-¿De dónde saca esas historias que se inventa? ¿Cómo se le ocurren?

¿Por qué lo hace?

-Porque me pagan -respondí

torpemente.

El síndrome de albatros

Quien avisa no es traidor. Gonzalo Suárez, boxeador de palabras en permanente combate con su propia sombra, encabeza su novela El síndrome de albatros con una cita premonitoria de Flaubert: «El mundo es la obra de un Dios en delirio». Bienvenidos, pues, a un paisaje tormentoso que arranca con una obra de impuro teatro y se arrima al género negro para dinamitarlo desde dentro. Un big bang que no deja títeres sin cabeza: la lucidez con la que se expresan los personajes es tan apabullante que, en muchos momentos, la mano busca instintivamente el rotulador para subrayar frases centelleantes. Rayos y centellas caen en la primera página para poner en marcha una apoteosis del delirio que se vive (se lee) con naturalidad extraordinaria, tal es la capacidad del gran autor asturiano para convertir lo imposible en creíble. Convicción encadenada a un talento en su apogeo: la madurez como escritor le permite contar lo que le da la gana con un estilo que no admite comparaciones. Ni influencias. Ni modelos ni referencias. Es prosa gonzalosuareciana, o sea, una andanada tras otra de imágenes poderosas y elocuentes, de sentencias condenadas al recuerdo, de diálogos que perforan las escenas como balas de una Thompson enrabietada. Y de reflexiones que construyen la horma perfecta para mirar este imperfecto mundo con otros ojos. Nada es lo que parece, y esta novela no se parece a nada.

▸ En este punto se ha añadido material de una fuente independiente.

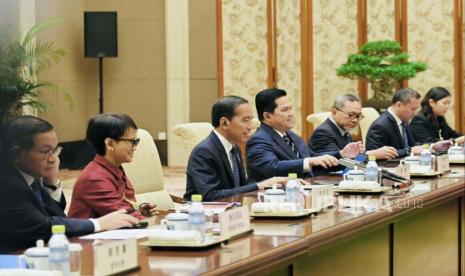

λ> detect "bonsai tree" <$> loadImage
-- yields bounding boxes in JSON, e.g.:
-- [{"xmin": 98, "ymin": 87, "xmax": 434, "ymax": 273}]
[
  {"xmin": 336, "ymin": 40, "xmax": 427, "ymax": 109},
  {"xmin": 0, "ymin": 20, "xmax": 66, "ymax": 126}
]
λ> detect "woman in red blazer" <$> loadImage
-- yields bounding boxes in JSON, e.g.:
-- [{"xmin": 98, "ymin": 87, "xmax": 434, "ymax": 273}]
[{"xmin": 68, "ymin": 113, "xmax": 156, "ymax": 219}]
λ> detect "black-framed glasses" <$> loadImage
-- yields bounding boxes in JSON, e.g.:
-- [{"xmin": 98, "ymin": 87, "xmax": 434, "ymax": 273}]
[
  {"xmin": 115, "ymin": 138, "xmax": 140, "ymax": 147},
  {"xmin": 335, "ymin": 107, "xmax": 365, "ymax": 121},
  {"xmin": 36, "ymin": 146, "xmax": 63, "ymax": 159}
]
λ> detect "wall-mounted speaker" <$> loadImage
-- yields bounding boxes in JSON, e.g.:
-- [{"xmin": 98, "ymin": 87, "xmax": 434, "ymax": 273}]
[{"xmin": 84, "ymin": 12, "xmax": 118, "ymax": 58}]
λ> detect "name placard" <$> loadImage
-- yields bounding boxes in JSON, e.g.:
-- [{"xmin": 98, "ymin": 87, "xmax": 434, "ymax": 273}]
[
  {"xmin": 435, "ymin": 154, "xmax": 450, "ymax": 173},
  {"xmin": 218, "ymin": 206, "xmax": 250, "ymax": 237},
  {"xmin": 311, "ymin": 185, "xmax": 334, "ymax": 210},
  {"xmin": 94, "ymin": 239, "xmax": 138, "ymax": 276}
]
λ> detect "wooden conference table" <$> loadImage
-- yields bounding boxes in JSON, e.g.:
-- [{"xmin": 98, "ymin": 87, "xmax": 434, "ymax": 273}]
[{"xmin": 73, "ymin": 165, "xmax": 465, "ymax": 275}]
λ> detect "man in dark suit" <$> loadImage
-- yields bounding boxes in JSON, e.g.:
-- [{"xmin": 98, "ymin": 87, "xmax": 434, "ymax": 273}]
[
  {"xmin": 246, "ymin": 88, "xmax": 338, "ymax": 181},
  {"xmin": 184, "ymin": 96, "xmax": 285, "ymax": 201},
  {"xmin": 308, "ymin": 94, "xmax": 397, "ymax": 159},
  {"xmin": 0, "ymin": 116, "xmax": 138, "ymax": 253},
  {"xmin": 366, "ymin": 88, "xmax": 422, "ymax": 157}
]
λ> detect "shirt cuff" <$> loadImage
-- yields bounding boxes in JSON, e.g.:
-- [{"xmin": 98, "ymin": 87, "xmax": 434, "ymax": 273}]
[
  {"xmin": 89, "ymin": 219, "xmax": 101, "ymax": 233},
  {"xmin": 303, "ymin": 157, "xmax": 312, "ymax": 172},
  {"xmin": 43, "ymin": 182, "xmax": 63, "ymax": 202}
]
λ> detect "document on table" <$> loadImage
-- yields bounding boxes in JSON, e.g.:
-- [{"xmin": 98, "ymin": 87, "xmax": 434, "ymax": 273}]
[{"xmin": 80, "ymin": 228, "xmax": 159, "ymax": 240}]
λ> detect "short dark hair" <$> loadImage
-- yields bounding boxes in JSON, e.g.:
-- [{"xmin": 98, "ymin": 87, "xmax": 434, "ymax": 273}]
[
  {"xmin": 392, "ymin": 88, "xmax": 421, "ymax": 104},
  {"xmin": 420, "ymin": 86, "xmax": 451, "ymax": 121},
  {"xmin": 86, "ymin": 113, "xmax": 137, "ymax": 155},
  {"xmin": 0, "ymin": 115, "xmax": 53, "ymax": 158},
  {"xmin": 333, "ymin": 93, "xmax": 360, "ymax": 109},
  {"xmin": 255, "ymin": 88, "xmax": 287, "ymax": 122},
  {"xmin": 212, "ymin": 96, "xmax": 248, "ymax": 127}
]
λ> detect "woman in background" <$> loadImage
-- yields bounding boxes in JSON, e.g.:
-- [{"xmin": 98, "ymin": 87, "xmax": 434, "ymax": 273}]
[
  {"xmin": 68, "ymin": 113, "xmax": 156, "ymax": 219},
  {"xmin": 410, "ymin": 87, "xmax": 465, "ymax": 144}
]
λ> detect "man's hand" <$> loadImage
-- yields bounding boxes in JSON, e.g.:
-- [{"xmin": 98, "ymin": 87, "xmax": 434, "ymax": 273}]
[
  {"xmin": 308, "ymin": 154, "xmax": 339, "ymax": 169},
  {"xmin": 97, "ymin": 209, "xmax": 139, "ymax": 231},
  {"xmin": 455, "ymin": 135, "xmax": 465, "ymax": 146},
  {"xmin": 139, "ymin": 203, "xmax": 158, "ymax": 217},
  {"xmin": 339, "ymin": 142, "xmax": 363, "ymax": 159},
  {"xmin": 366, "ymin": 146, "xmax": 397, "ymax": 160},
  {"xmin": 43, "ymin": 156, "xmax": 60, "ymax": 187},
  {"xmin": 410, "ymin": 146, "xmax": 423, "ymax": 155},
  {"xmin": 257, "ymin": 176, "xmax": 287, "ymax": 190}
]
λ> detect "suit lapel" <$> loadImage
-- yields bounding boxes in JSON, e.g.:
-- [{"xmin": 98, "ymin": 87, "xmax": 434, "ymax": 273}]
[
  {"xmin": 325, "ymin": 119, "xmax": 350, "ymax": 148},
  {"xmin": 386, "ymin": 111, "xmax": 402, "ymax": 147},
  {"xmin": 260, "ymin": 123, "xmax": 300, "ymax": 159},
  {"xmin": 209, "ymin": 131, "xmax": 234, "ymax": 183}
]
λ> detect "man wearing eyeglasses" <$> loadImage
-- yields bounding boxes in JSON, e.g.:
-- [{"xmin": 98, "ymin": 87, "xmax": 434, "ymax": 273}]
[
  {"xmin": 0, "ymin": 116, "xmax": 138, "ymax": 253},
  {"xmin": 308, "ymin": 94, "xmax": 397, "ymax": 159}
]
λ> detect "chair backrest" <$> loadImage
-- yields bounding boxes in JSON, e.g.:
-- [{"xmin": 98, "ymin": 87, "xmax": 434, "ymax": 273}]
[
  {"xmin": 123, "ymin": 129, "xmax": 174, "ymax": 210},
  {"xmin": 173, "ymin": 123, "xmax": 213, "ymax": 158},
  {"xmin": 123, "ymin": 129, "xmax": 164, "ymax": 194},
  {"xmin": 360, "ymin": 107, "xmax": 379, "ymax": 144},
  {"xmin": 307, "ymin": 112, "xmax": 331, "ymax": 128}
]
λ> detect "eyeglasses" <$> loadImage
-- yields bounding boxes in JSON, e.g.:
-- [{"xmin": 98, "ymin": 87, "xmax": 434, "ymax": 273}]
[
  {"xmin": 335, "ymin": 107, "xmax": 365, "ymax": 121},
  {"xmin": 115, "ymin": 138, "xmax": 140, "ymax": 147},
  {"xmin": 36, "ymin": 147, "xmax": 63, "ymax": 159}
]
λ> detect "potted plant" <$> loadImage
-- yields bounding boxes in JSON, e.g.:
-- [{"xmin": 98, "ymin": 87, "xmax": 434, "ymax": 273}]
[
  {"xmin": 336, "ymin": 40, "xmax": 427, "ymax": 111},
  {"xmin": 0, "ymin": 20, "xmax": 66, "ymax": 126}
]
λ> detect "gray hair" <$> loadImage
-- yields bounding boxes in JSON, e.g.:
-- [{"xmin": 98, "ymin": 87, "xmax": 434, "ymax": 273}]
[
  {"xmin": 392, "ymin": 88, "xmax": 421, "ymax": 104},
  {"xmin": 333, "ymin": 94, "xmax": 360, "ymax": 109}
]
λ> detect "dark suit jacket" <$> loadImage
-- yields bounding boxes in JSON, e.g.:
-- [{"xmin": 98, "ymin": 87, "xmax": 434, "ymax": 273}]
[
  {"xmin": 245, "ymin": 123, "xmax": 320, "ymax": 181},
  {"xmin": 308, "ymin": 119, "xmax": 352, "ymax": 158},
  {"xmin": 410, "ymin": 112, "xmax": 463, "ymax": 144},
  {"xmin": 0, "ymin": 161, "xmax": 94, "ymax": 253},
  {"xmin": 366, "ymin": 111, "xmax": 417, "ymax": 157},
  {"xmin": 184, "ymin": 131, "xmax": 257, "ymax": 201}
]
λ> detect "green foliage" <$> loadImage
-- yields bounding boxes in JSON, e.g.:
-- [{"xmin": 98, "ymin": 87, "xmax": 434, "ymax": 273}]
[
  {"xmin": 336, "ymin": 40, "xmax": 427, "ymax": 99},
  {"xmin": 0, "ymin": 20, "xmax": 66, "ymax": 125}
]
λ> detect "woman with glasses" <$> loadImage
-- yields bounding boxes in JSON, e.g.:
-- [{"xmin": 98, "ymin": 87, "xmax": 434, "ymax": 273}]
[
  {"xmin": 68, "ymin": 113, "xmax": 156, "ymax": 219},
  {"xmin": 410, "ymin": 87, "xmax": 465, "ymax": 144}
]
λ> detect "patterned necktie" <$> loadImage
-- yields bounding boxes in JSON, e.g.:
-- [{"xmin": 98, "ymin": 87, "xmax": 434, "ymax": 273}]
[
  {"xmin": 229, "ymin": 146, "xmax": 241, "ymax": 188},
  {"xmin": 283, "ymin": 134, "xmax": 300, "ymax": 158},
  {"xmin": 342, "ymin": 131, "xmax": 352, "ymax": 145},
  {"xmin": 400, "ymin": 122, "xmax": 409, "ymax": 148},
  {"xmin": 31, "ymin": 178, "xmax": 45, "ymax": 207}
]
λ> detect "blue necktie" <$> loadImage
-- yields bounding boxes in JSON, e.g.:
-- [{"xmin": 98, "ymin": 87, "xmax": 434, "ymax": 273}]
[
  {"xmin": 400, "ymin": 122, "xmax": 409, "ymax": 148},
  {"xmin": 342, "ymin": 131, "xmax": 352, "ymax": 145},
  {"xmin": 230, "ymin": 146, "xmax": 241, "ymax": 188},
  {"xmin": 283, "ymin": 134, "xmax": 300, "ymax": 158},
  {"xmin": 31, "ymin": 178, "xmax": 45, "ymax": 207}
]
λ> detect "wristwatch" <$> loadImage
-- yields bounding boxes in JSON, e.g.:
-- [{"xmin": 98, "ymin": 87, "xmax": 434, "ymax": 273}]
[{"xmin": 44, "ymin": 179, "xmax": 61, "ymax": 191}]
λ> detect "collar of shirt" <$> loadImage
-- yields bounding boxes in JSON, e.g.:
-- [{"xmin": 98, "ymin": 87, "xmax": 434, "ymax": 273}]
[
  {"xmin": 329, "ymin": 116, "xmax": 348, "ymax": 136},
  {"xmin": 16, "ymin": 167, "xmax": 35, "ymax": 186},
  {"xmin": 94, "ymin": 154, "xmax": 124, "ymax": 179},
  {"xmin": 388, "ymin": 107, "xmax": 402, "ymax": 126},
  {"xmin": 273, "ymin": 128, "xmax": 287, "ymax": 138},
  {"xmin": 213, "ymin": 130, "xmax": 234, "ymax": 170}
]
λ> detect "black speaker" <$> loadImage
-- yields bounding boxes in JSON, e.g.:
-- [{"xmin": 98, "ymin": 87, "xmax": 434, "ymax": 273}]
[{"xmin": 84, "ymin": 12, "xmax": 118, "ymax": 57}]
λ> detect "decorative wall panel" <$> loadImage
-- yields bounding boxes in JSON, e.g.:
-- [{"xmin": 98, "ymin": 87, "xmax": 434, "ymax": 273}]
[
  {"xmin": 310, "ymin": 0, "xmax": 358, "ymax": 113},
  {"xmin": 407, "ymin": 0, "xmax": 455, "ymax": 126},
  {"xmin": 276, "ymin": 0, "xmax": 302, "ymax": 133},
  {"xmin": 222, "ymin": 0, "xmax": 268, "ymax": 109},
  {"xmin": 367, "ymin": 0, "xmax": 395, "ymax": 98}
]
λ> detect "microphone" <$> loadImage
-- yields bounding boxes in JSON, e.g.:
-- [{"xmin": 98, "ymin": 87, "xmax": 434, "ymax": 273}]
[{"xmin": 338, "ymin": 158, "xmax": 410, "ymax": 182}]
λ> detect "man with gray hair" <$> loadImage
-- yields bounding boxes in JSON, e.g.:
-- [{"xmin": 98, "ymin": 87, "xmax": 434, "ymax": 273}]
[
  {"xmin": 366, "ymin": 88, "xmax": 422, "ymax": 157},
  {"xmin": 308, "ymin": 94, "xmax": 397, "ymax": 159}
]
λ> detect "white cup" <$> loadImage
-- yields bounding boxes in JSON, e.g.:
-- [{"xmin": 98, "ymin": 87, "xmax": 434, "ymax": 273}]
[
  {"xmin": 344, "ymin": 170, "xmax": 366, "ymax": 181},
  {"xmin": 160, "ymin": 213, "xmax": 189, "ymax": 231},
  {"xmin": 18, "ymin": 240, "xmax": 49, "ymax": 270}
]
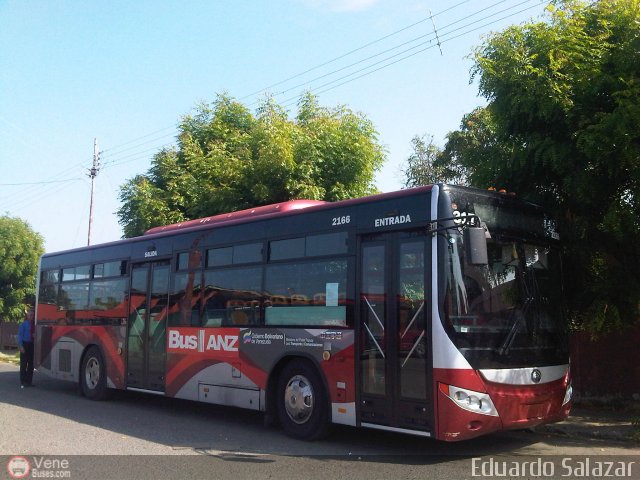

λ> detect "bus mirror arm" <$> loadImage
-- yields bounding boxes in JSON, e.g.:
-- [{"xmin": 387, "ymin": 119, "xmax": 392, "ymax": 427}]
[
  {"xmin": 428, "ymin": 215, "xmax": 491, "ymax": 265},
  {"xmin": 462, "ymin": 227, "xmax": 489, "ymax": 265}
]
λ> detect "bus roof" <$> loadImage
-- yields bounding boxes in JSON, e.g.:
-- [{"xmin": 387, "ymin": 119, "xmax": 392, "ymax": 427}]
[
  {"xmin": 43, "ymin": 185, "xmax": 432, "ymax": 258},
  {"xmin": 144, "ymin": 200, "xmax": 329, "ymax": 235}
]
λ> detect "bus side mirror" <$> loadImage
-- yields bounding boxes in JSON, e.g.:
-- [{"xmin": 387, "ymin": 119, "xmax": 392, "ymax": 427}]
[{"xmin": 462, "ymin": 227, "xmax": 489, "ymax": 265}]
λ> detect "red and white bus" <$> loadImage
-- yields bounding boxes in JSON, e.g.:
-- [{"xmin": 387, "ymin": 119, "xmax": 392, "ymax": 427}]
[{"xmin": 36, "ymin": 185, "xmax": 571, "ymax": 440}]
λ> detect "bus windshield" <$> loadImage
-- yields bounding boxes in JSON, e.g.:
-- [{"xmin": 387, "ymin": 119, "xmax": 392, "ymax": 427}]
[{"xmin": 442, "ymin": 190, "xmax": 568, "ymax": 369}]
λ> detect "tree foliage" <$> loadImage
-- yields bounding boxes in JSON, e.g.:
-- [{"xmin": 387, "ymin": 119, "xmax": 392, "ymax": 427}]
[
  {"xmin": 0, "ymin": 215, "xmax": 44, "ymax": 320},
  {"xmin": 403, "ymin": 135, "xmax": 466, "ymax": 188},
  {"xmin": 445, "ymin": 0, "xmax": 640, "ymax": 332},
  {"xmin": 118, "ymin": 93, "xmax": 385, "ymax": 237}
]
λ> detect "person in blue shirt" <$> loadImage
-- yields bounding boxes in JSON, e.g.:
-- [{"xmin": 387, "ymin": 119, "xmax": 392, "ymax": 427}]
[{"xmin": 18, "ymin": 308, "xmax": 35, "ymax": 388}]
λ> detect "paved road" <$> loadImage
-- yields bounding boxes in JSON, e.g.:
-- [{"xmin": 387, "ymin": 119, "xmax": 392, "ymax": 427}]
[{"xmin": 0, "ymin": 363, "xmax": 640, "ymax": 480}]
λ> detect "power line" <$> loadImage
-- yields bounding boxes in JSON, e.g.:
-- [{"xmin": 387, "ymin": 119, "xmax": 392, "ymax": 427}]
[
  {"xmin": 0, "ymin": 177, "xmax": 80, "ymax": 187},
  {"xmin": 6, "ymin": 0, "xmax": 539, "ymax": 212},
  {"xmin": 76, "ymin": 0, "xmax": 476, "ymax": 162},
  {"xmin": 276, "ymin": 0, "xmax": 537, "ymax": 106}
]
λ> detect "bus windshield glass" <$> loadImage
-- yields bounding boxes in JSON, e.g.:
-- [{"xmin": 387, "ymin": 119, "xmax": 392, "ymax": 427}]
[{"xmin": 441, "ymin": 189, "xmax": 568, "ymax": 369}]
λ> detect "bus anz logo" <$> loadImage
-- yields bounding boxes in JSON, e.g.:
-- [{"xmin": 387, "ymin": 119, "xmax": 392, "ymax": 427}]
[{"xmin": 168, "ymin": 330, "xmax": 238, "ymax": 352}]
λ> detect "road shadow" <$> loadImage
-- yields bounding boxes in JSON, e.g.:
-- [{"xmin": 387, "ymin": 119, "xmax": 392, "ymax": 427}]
[{"xmin": 0, "ymin": 365, "xmax": 636, "ymax": 465}]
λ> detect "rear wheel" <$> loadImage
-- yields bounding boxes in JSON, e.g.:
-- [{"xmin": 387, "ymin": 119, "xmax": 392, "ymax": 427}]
[
  {"xmin": 277, "ymin": 359, "xmax": 329, "ymax": 440},
  {"xmin": 80, "ymin": 346, "xmax": 108, "ymax": 400}
]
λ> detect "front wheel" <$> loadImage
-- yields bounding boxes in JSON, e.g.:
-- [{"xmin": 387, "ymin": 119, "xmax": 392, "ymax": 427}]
[
  {"xmin": 80, "ymin": 346, "xmax": 108, "ymax": 400},
  {"xmin": 277, "ymin": 359, "xmax": 329, "ymax": 440}
]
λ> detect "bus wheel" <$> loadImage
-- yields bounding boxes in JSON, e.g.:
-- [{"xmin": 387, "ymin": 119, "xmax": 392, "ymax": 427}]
[
  {"xmin": 277, "ymin": 359, "xmax": 329, "ymax": 440},
  {"xmin": 80, "ymin": 346, "xmax": 108, "ymax": 400}
]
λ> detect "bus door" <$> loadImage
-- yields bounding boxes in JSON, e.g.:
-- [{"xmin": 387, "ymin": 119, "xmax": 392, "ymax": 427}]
[
  {"xmin": 127, "ymin": 261, "xmax": 170, "ymax": 392},
  {"xmin": 357, "ymin": 232, "xmax": 433, "ymax": 432}
]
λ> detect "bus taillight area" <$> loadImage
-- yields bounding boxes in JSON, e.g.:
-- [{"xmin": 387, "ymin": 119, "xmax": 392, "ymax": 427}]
[{"xmin": 434, "ymin": 369, "xmax": 571, "ymax": 441}]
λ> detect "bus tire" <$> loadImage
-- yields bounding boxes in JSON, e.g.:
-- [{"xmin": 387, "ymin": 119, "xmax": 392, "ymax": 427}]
[
  {"xmin": 80, "ymin": 345, "xmax": 109, "ymax": 400},
  {"xmin": 276, "ymin": 358, "xmax": 329, "ymax": 440}
]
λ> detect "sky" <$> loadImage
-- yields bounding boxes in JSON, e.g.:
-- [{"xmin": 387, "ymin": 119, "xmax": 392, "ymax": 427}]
[{"xmin": 0, "ymin": 0, "xmax": 546, "ymax": 252}]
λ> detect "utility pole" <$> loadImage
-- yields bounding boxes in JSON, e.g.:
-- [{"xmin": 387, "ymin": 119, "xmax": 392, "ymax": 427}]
[{"xmin": 87, "ymin": 138, "xmax": 100, "ymax": 245}]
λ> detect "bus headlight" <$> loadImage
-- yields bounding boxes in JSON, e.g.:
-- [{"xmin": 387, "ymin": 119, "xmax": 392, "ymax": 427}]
[
  {"xmin": 440, "ymin": 383, "xmax": 498, "ymax": 417},
  {"xmin": 562, "ymin": 382, "xmax": 573, "ymax": 407}
]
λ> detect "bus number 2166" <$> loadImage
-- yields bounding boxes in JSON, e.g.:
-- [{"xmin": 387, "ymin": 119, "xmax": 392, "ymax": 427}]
[{"xmin": 331, "ymin": 215, "xmax": 351, "ymax": 227}]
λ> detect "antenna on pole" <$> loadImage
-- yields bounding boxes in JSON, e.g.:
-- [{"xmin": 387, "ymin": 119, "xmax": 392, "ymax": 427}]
[
  {"xmin": 87, "ymin": 138, "xmax": 100, "ymax": 245},
  {"xmin": 429, "ymin": 10, "xmax": 442, "ymax": 56}
]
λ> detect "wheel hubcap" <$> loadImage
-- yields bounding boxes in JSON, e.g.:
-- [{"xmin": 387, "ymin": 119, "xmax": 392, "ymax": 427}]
[
  {"xmin": 284, "ymin": 375, "xmax": 313, "ymax": 424},
  {"xmin": 85, "ymin": 357, "xmax": 100, "ymax": 390}
]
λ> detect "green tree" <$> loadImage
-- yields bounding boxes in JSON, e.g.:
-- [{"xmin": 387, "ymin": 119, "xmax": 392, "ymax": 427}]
[
  {"xmin": 118, "ymin": 93, "xmax": 385, "ymax": 237},
  {"xmin": 403, "ymin": 135, "xmax": 467, "ymax": 188},
  {"xmin": 445, "ymin": 0, "xmax": 640, "ymax": 332},
  {"xmin": 0, "ymin": 215, "xmax": 44, "ymax": 321}
]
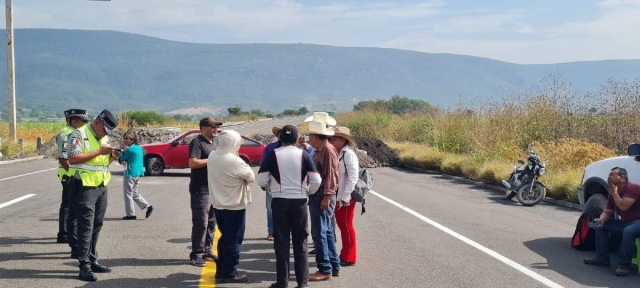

«A los seres humanos, a veces, se les aparece un fantasma. Ignoraba que a un fantasma se le pudiera aparecer un ser humano». En el universo de G. S., los roles a los que estamos mal acostumbrados se ahorcan sin titubeos para darle la vuelta a la tortilla. Con muchos huevos. Los fantasmas se asustan en lugar de asustar y las criaturas imaginadas tienen más peso que las de carne y hueso. La mentira es más real que la verdad. «¿Qué hace ese niño columpiándose en un desván?». Escalofrío. Temblores. Ausencia y lujuria. Sexo con seso, un festín de letras con barra libre: «Las palabras sobreviven a la memoria y conforman reflexiones residuales, algo así como el eco del pensamiento cuando el pensamiento no está...».

Así que G. S. construye un túnel de ecos habitados por ecos refugiados en ecos. Una investigación en marcha: una viuda muy negra encarga a un escritor que averigüe si existió realmente una mujer de erotismo lacerante sobre la que su marido muerto escribió en cierta ocasión en una obra inédita, lujuriosa y erecta. «Sólo el que comprende puede perdonar». Como el protagonista de «El detective y la muerte», las pesquisas acaban siendo una exploración de las propias sombras. «Vivir es navegar en un mar de angustia». Las páginas de la novelan supuran una tristeza galopante, derrotas al galope. Amores perdidos, odios hallados. «La fantasía es una alfombra voladora que se desgasta pronto si la pisas a diario». La alfombra voladora de Gonzalo Suárez se alza sobre un universo que baila claqué, en el que se engarzan palabras como sentido y destino («tienen las mismas letras en un orden diferente») y donde una mujer hermosa con nombre de ciudad llena de luz (París) exclama ¡qué bello es morir! en pleno éxtasis de realidad imaginada, de imaginación real. Al final, el empeño de Suárez por «atrapar la imaginación de los niños en nuestra cacerola» se salda con un cuento para adultos que habría encandilado a Andersen, por ejemplo, y que logra retenernos a su lado para seguir los pasos de Ernesto Zóster, ese hombre adherido a un apellido asociado a un dolor terrible, un herpes cinturón que aprieta incluso cuando ya está curado. Qué espanto.